El nuevo recuento de muertos supone 388 más que el sábado, mientras prosiguen las tareas para recuperar cuerpos bajo los escombros. El informe también indica que 6.462 personas han sido rescatadas y que 17.345 perdieron su vivienda, lo que llevó a habilitar 79 campamentos transitorios. A ello se añaden 856 edificios dañados y 190 derrumbados, una dimensión del desastre que vuelve a poner en evidencia la distancia entre la magnitud real de la crisis y la información que recibe la población.
De acuerdo con los datos difundidos por las autoridades, 86.794 familias han sido atendidas, se repartieron 9.585 toneladas de alimentos y 669.008 litros de agua, y siguen desplegados 29.567 efectivos del Ejército y fuerzas de seguridad junto a 27.482 voluntarios. Pese a ello, el punto más delicado continúa sin respuesta: no se actualiza la cifra de personas en paradero desconocido, aunque se habilitó un número telefónico y una plataforma digital para reportarlas.

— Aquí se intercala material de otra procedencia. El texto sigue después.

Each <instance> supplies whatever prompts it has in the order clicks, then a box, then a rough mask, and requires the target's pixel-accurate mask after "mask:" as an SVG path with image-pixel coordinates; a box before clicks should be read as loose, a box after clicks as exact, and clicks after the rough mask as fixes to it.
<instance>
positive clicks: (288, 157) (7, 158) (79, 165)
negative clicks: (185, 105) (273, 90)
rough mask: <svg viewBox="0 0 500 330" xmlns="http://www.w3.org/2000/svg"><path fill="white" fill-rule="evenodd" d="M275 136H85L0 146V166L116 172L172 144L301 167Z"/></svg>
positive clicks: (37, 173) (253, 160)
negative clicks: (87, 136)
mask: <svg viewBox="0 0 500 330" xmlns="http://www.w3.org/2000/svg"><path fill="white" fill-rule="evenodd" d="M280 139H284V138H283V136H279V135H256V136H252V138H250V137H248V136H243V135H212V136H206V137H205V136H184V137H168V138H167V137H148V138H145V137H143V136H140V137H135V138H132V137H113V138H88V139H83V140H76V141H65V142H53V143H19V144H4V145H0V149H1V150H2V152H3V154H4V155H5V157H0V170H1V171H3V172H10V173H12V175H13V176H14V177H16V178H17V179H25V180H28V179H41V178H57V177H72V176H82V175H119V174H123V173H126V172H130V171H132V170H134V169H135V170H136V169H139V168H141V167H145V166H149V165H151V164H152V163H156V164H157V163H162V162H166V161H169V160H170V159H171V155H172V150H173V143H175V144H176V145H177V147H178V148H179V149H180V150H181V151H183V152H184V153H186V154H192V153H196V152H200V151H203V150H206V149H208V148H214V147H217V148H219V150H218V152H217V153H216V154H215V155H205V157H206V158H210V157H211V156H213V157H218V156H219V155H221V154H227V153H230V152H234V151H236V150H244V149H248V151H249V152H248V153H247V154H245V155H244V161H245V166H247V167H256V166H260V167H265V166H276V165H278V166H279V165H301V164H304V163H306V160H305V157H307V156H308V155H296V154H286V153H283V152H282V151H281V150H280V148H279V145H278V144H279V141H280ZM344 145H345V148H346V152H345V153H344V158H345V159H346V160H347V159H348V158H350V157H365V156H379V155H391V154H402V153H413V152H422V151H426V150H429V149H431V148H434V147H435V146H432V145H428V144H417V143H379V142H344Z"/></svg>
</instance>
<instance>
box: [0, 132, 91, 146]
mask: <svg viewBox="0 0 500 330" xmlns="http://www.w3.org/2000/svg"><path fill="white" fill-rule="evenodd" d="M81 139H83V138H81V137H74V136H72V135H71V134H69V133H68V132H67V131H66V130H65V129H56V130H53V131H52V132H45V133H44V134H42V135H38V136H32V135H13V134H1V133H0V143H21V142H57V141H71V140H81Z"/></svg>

Esa ausencia de precisión oficial choca con la iniciativa ciudadana ‘Desparecidos Terremoto Venezuela’, una web creada para informar sobre familiares no localizados y que ya acumula más de 31.000 personas con las que no ha sido posible establecer contacto. En una catástrofe de esta escala, la sociedad civil acaba cubriendo vacíos informativos que deberían estar sometidos a seguimiento público permanente, sobre todo tratándose del terremoto más mortífero vivido por Venezuela en el último siglo.
Los seísmos recientes afectaron a Caracas y a otros seis estados del norte del país, con La Guaira como la zona más golpeada, un territorio además marcado por la tragedia del deslave de 1999. Ese antecedente refuerza la exigencia de vigilancia sobre la respuesta institucional: con miles de muertos, decenas de miles de heridos y familias desplazadas, el centro de la discusión ya no puede ser solo el parte oficial, sino las explicaciones pendientes sobre desaparecidos, atención sostenida y capacidad real de respuesta ante una crisis de esta magnitud.